DATE December 20, 2016 3:02 pm POSTED BY CATEGORY Blog

New guidance concerning mandatory DPOs – Will you need to appoint?

Background

When we first looked at the GDPR we were asked by our clients if we thought they would be caught by Article 37 of the regulation – the mandatory requirement to nominate a DPO.  While it seemed to us that many might well fall under the scope of the requirement we have been waiting for guidance to make it clearer the first of which was published 13th December[1] by the body comprising national data protection authorities from each member state of the EU (including our ICO) responsible for providing expert advice from the national level to the European Commission on data protection matters known as the Article 29 Working Party or WP29.

To recap GDPR requires organisations to have a DPO by law in the following circumstances:

Where a controller or processor is:

  1. a) a public authority or a public body[2];
  2. b) undertaking large scale processing of special categories of personal data and data relating to criminal convictions and offences as a core activity;
  3. c) undertaking large scale regular and systematic monitoring of data subjects as a core activity.

The guidance provides some definition of “large-scale” along with thoughts as to the types of organisation that might be considered “public bodies”.

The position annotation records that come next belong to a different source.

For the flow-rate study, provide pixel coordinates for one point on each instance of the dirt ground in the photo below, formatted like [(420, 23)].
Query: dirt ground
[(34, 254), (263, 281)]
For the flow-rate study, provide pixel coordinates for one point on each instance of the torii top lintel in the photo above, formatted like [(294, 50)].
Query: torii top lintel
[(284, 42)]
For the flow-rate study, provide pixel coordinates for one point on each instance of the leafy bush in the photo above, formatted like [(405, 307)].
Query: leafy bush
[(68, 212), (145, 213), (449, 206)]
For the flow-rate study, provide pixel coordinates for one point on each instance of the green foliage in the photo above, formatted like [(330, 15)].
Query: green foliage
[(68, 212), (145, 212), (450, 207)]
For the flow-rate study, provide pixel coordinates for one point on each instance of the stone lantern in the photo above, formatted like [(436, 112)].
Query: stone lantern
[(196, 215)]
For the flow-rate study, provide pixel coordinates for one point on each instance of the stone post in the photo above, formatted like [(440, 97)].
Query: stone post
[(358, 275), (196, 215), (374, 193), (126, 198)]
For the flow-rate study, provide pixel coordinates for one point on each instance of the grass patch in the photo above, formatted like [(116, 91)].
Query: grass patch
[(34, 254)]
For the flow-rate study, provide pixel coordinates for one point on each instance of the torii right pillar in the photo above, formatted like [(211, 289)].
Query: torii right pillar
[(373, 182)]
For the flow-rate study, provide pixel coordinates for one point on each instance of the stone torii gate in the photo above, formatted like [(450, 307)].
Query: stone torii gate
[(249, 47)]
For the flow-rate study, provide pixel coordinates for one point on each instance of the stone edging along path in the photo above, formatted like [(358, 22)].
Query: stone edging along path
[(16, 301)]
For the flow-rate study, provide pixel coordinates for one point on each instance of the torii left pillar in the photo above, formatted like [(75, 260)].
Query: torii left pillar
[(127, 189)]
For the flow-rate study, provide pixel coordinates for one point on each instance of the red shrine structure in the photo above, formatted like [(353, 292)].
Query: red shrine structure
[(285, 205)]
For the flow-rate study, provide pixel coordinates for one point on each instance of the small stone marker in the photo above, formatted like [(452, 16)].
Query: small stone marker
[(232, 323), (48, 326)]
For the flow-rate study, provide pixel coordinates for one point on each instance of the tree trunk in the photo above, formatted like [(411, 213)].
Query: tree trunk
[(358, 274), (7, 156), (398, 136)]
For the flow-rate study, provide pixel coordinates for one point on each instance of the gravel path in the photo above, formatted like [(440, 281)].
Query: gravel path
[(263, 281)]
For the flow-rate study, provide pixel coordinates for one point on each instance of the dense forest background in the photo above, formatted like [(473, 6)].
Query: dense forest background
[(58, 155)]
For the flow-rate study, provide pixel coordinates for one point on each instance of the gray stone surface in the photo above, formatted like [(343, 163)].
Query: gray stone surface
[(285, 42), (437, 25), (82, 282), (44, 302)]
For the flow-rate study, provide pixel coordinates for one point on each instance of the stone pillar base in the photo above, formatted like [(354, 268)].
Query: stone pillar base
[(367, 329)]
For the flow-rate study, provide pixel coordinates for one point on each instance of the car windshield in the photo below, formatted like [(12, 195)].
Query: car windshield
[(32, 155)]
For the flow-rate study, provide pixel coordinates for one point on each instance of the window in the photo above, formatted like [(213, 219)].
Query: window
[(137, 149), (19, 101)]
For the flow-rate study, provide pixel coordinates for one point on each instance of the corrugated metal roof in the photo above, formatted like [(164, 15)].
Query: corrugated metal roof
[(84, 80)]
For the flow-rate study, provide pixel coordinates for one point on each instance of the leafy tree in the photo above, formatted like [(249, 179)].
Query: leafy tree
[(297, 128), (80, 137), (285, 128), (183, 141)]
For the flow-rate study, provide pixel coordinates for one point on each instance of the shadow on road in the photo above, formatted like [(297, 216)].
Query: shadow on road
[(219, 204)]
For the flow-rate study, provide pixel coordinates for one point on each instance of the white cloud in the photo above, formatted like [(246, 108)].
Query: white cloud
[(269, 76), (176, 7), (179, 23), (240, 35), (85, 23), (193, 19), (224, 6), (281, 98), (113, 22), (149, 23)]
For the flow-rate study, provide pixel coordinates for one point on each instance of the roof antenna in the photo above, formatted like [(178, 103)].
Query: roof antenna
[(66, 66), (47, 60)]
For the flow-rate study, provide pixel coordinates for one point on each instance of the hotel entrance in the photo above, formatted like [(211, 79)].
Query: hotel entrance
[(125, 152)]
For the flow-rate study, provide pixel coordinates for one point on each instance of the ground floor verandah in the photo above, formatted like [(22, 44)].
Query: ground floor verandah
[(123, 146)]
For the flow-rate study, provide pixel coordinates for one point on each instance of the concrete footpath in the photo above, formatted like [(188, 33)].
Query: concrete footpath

Individual Documented Analysis

While the guidance is easy to read and assimilate it cannot be expected to provide all of the answers for every organisation in  Europe and the WP29 guidelines advise, “Unless it is obvious that an organisation is not required to designate a DPO, the WP29 recommends that controllers and processors document the internal analysis carried out to determine whether or not a DPO is to be appointed, in order to be able to demonstrate that the relevant factors have been taken into account properly.”  This is sensible advice, a good starting point, and a course of action we at Data Protection People have been suggesting for some time:  you should undertake a thorough analysis of your own situation having reviewed the WP29 paper and the GDPR, and make and document your findings and decision.

This is another great example of GDPR’s drive to push us to maintain better documentation about our governance regime and decision-making.

We at DPP expect to publish a framework to assist with this analysis in the New Year but suffice to say you probably should have determined your need for a DPO by the Spring of 2017.

Factors to Consider

The WP29 paper does not give all the answers for all industrial sectors but it does give us some really good pointers setting out its view regarding testing your circumstances against the qualification criteria the first of which is whether an organisation is a public authority or public body.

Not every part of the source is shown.